Frankreich 1998 · 111 min. · FSK: ab 6 Regie: Oliver Assayas Drehbuch: Oliver Assayas Kamera: Denis Lenoir Darsteller: Matthieu Amalric, Vigginie Ledoyen, François Cluzet, Jeanne Balibar u.a. |
Ein französischer Film, einer der Filme, wie wir sie kennen, aus der neuen Generation, ganz im Erbe von Eric Rohmer. Ein Plauderfilm, in dem es um Freundschaft und Liebe geht. Eine Gruppe nicht mehr ganz junger, literarischer Menschen, ihre Beziehungen und Nicht-mehr-Beziehungen zueinander. Die alte Suche nach dem Glück, in die hinein der Tod des befreundeten Schriftstellers Adrien platzt. Der Film wird nachdenklich – fast schon rührselig, es ist eine Vorahnung an ein erwachsenes Leben und an das was kommen wird, aber das Ausleben der Trauer ist noch ganz kindlich, ungezähmt.
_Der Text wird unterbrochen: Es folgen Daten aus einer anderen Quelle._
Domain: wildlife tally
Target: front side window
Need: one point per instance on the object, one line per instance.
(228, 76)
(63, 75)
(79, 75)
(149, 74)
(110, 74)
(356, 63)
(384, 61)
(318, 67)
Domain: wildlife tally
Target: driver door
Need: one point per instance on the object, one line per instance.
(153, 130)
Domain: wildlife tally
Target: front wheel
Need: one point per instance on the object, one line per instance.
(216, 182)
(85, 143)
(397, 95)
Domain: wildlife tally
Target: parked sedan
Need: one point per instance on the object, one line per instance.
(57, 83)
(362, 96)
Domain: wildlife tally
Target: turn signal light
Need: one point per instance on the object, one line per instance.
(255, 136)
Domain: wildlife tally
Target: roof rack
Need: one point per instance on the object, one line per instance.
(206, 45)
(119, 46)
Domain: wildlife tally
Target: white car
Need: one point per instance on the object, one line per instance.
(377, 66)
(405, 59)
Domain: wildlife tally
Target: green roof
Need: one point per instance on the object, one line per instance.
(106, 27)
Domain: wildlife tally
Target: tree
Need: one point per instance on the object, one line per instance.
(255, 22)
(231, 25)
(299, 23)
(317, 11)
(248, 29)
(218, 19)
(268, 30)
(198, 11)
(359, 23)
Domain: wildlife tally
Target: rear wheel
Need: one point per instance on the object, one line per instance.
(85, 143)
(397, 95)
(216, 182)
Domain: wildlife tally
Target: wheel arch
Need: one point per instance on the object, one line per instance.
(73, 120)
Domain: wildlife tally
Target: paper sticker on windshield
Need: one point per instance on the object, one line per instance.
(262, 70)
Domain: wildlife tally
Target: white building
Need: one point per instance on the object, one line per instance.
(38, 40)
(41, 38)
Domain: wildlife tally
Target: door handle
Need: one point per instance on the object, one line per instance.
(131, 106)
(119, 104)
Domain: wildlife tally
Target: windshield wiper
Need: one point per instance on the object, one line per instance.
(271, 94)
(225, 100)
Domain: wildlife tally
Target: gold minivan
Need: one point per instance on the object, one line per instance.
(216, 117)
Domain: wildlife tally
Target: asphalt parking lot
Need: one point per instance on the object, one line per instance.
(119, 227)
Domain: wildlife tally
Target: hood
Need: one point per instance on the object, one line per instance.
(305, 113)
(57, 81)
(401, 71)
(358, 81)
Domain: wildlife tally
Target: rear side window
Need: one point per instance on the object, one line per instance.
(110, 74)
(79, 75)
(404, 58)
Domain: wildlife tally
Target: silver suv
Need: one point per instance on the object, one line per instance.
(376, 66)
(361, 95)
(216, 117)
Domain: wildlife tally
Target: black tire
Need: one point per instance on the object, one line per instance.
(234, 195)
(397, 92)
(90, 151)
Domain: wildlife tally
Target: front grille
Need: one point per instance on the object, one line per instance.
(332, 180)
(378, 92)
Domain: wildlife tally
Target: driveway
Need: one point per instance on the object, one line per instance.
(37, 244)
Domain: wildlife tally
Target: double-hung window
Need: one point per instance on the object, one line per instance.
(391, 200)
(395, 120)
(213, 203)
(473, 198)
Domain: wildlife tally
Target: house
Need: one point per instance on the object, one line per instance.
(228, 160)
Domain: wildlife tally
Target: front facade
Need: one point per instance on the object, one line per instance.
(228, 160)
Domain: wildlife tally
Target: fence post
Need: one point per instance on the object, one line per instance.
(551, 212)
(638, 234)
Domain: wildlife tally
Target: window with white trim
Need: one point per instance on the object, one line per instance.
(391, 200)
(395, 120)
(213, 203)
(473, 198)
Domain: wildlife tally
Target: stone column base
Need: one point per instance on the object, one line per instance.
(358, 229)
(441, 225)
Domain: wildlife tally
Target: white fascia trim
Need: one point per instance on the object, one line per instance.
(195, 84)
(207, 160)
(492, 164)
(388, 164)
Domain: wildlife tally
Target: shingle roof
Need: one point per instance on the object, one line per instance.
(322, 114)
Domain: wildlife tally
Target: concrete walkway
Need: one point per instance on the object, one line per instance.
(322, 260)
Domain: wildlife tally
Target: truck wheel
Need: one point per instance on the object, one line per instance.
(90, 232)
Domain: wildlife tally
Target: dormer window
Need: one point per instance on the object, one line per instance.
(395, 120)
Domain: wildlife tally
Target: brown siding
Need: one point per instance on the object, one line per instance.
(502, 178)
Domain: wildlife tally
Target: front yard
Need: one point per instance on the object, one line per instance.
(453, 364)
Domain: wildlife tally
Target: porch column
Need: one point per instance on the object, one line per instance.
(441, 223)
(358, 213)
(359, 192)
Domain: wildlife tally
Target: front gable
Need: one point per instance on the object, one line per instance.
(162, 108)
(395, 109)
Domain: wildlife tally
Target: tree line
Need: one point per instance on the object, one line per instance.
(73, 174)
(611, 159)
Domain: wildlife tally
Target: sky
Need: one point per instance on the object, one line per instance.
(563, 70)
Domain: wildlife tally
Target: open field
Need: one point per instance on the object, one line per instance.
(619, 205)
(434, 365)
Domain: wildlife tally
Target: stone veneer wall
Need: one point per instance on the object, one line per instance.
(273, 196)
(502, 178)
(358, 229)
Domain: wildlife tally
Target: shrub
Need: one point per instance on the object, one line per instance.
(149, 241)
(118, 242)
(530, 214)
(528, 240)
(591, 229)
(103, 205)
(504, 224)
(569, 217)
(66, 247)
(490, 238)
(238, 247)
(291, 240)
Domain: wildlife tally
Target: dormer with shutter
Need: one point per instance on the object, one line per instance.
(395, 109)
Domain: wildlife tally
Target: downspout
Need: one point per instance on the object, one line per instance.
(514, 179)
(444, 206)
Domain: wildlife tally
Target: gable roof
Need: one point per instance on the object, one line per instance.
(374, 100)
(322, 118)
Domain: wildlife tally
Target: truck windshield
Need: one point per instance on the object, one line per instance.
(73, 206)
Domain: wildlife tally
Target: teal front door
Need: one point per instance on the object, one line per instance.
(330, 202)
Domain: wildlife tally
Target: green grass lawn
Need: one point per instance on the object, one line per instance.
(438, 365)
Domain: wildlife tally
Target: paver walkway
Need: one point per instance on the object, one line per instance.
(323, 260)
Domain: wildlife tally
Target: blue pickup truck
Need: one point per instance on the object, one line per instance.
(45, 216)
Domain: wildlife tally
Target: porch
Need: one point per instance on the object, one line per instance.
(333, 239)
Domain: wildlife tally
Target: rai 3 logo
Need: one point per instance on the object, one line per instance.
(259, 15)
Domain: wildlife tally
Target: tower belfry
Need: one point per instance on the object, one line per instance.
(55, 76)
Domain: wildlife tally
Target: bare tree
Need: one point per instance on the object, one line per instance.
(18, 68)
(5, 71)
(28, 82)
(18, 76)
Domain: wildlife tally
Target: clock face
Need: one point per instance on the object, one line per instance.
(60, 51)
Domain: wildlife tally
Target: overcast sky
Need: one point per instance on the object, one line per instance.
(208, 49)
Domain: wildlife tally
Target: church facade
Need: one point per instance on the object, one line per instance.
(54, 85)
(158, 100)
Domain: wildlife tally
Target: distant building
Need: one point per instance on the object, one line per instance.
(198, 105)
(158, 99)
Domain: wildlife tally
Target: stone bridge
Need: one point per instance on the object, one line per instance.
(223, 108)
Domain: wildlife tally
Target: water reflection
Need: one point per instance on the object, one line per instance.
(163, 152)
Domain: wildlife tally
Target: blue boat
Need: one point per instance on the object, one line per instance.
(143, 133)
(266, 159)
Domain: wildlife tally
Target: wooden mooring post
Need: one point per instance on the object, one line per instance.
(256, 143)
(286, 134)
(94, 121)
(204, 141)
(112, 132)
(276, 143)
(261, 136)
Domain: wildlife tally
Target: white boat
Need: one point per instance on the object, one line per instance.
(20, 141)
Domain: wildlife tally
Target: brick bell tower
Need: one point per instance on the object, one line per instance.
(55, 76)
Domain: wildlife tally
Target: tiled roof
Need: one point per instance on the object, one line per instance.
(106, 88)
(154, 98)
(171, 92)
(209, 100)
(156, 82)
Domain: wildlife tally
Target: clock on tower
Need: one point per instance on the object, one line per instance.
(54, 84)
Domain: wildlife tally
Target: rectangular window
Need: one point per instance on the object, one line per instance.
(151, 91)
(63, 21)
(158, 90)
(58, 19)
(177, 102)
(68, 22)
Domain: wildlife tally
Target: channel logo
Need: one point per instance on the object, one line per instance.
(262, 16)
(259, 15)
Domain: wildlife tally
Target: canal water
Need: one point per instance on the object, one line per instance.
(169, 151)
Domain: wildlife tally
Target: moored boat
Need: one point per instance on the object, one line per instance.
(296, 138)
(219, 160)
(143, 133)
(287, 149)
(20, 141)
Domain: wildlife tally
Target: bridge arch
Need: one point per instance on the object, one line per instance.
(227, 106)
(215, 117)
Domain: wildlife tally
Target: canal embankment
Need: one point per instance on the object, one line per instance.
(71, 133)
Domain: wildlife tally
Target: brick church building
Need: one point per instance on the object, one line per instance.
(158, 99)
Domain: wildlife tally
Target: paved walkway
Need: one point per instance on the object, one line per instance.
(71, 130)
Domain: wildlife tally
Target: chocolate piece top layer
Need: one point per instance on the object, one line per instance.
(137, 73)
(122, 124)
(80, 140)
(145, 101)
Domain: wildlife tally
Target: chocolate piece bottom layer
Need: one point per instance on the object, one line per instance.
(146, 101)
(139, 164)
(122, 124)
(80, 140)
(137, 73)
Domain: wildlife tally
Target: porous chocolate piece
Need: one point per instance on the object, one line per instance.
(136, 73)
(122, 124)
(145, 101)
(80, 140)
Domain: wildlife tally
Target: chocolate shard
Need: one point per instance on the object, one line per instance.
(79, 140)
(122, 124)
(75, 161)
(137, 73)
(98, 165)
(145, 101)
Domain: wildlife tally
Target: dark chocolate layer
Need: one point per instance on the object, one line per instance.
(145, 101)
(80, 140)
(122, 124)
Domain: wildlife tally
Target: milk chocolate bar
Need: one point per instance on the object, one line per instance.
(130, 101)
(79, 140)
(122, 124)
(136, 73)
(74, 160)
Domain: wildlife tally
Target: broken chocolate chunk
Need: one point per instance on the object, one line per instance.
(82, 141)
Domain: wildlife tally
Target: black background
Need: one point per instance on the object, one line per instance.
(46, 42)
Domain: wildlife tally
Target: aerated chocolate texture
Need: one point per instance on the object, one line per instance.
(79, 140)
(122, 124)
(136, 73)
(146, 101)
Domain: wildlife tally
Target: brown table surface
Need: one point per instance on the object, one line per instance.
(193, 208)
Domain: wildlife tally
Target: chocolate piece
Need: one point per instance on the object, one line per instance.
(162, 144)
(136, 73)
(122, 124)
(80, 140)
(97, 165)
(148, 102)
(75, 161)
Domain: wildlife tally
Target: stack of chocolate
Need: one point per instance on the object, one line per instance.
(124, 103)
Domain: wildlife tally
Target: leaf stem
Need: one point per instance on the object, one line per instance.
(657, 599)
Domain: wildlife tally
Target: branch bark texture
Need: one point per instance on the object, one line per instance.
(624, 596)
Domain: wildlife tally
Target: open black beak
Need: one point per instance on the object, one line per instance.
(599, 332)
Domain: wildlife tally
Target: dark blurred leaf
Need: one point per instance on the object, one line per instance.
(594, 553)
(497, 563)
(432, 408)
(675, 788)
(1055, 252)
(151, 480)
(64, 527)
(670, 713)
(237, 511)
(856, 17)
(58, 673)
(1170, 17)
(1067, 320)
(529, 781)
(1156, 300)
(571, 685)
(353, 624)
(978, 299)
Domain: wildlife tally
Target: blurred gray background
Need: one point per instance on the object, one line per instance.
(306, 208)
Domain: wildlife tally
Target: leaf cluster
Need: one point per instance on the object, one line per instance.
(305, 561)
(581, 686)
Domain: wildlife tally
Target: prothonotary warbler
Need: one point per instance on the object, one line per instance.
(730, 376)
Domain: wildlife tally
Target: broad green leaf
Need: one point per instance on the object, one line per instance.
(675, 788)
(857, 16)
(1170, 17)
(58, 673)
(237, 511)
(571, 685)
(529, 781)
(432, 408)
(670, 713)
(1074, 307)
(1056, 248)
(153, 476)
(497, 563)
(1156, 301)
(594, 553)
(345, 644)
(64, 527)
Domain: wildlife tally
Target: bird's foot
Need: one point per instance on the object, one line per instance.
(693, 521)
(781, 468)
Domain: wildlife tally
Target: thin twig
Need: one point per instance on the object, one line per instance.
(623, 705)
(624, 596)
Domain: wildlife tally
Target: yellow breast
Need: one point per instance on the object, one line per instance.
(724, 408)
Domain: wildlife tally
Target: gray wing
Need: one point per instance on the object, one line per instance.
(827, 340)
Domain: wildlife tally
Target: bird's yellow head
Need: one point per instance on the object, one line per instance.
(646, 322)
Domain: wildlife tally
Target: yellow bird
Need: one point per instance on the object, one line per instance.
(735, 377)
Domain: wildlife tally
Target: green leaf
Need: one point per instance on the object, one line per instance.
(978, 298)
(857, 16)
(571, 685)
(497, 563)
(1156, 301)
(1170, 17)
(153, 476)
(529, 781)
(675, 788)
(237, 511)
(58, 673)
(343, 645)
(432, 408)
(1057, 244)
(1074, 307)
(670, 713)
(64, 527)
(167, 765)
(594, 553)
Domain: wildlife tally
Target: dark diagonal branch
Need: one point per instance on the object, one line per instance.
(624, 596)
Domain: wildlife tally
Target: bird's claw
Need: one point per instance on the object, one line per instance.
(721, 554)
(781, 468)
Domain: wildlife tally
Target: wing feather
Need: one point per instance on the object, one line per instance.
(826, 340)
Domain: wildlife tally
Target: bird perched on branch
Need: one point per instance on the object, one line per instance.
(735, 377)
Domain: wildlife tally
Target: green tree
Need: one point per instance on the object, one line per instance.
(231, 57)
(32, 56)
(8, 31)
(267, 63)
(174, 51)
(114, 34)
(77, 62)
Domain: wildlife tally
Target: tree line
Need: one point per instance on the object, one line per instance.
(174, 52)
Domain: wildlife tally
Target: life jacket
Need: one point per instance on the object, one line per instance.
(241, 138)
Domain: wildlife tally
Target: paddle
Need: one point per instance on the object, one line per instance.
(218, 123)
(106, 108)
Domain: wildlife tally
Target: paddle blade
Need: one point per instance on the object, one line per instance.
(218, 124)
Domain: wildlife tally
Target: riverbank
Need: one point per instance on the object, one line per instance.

Schön ist es, in Gabriel, dem Freund des Schriftstellers, Mathieu Amalric wiederzusehen, den vertäumt-trotteligen shooting-star des Neuen französischen Kinos, dem die Rolle des Frauenlieblings zukommt. Wer möchte sich nicht seinem sanften Blick fügen, in seinen unordentlichen Haaren wuscheln? Dennoch: Er hat in so vielen Filmen mitgespielt, sie tragen alle sein Gesicht, und sie auseinanderzuhalten, ist unmöglich. Sie sind in Vergessenheit geraten.
Das Gesicht von
Amairic jedoch ist zum Markenzeichen einer ganz bestimmten Filmtonalität, vielleicht sogar einer Filmgeneration geworden: die Erzählungen vom Leben junger Menschen, von ihren Schwierigkeit, ihrem Zögern und Verweigerung, ein erwachsenes, bürgerliches Leben zu beginnen, immer noch ado(leszent), Joint-rauchend und in Geldproblemen, weil man keine Lust hat, jeden Tag zu arbeiten. Auch hier, in Ende August, Anfang September, spielt sich das Leben vor
allem in der Clique ab, stille Veränderungen werden registriert, die Zeit macht sich bemerkbar durch die auseinandergehenden und sich schließenden Beziehungen. Und nie steht hinter dem ganzen die Endgültigkeit, immer trägt es ein Zeichen des »Jetzt ist es so – aber wer weiß wie lange das andauern wird?«
In dieses ewige Zusammenschustern eines möglichen Lebens platzt der Tod von Adrien. Die Strukturen beginnen sich zu festigen, aber nicht aus Angst vor der Vergänglichkeit des Lebens, sondern weil die Trauer die Clique zusammengeschweißt hat, weil die Sorglosigkeit der Ernsthaftigkeit gewichen ist. Der Mut ist da, die Dinge zu sagen, wie man sie meint, große Gesten zu machen, die echte Handlungen sind. Gabriel wird die Geschichte von Adrien niederschreiben, seine Zuneigung zu einer Fünfzehnjährigen, die seine Liebe war.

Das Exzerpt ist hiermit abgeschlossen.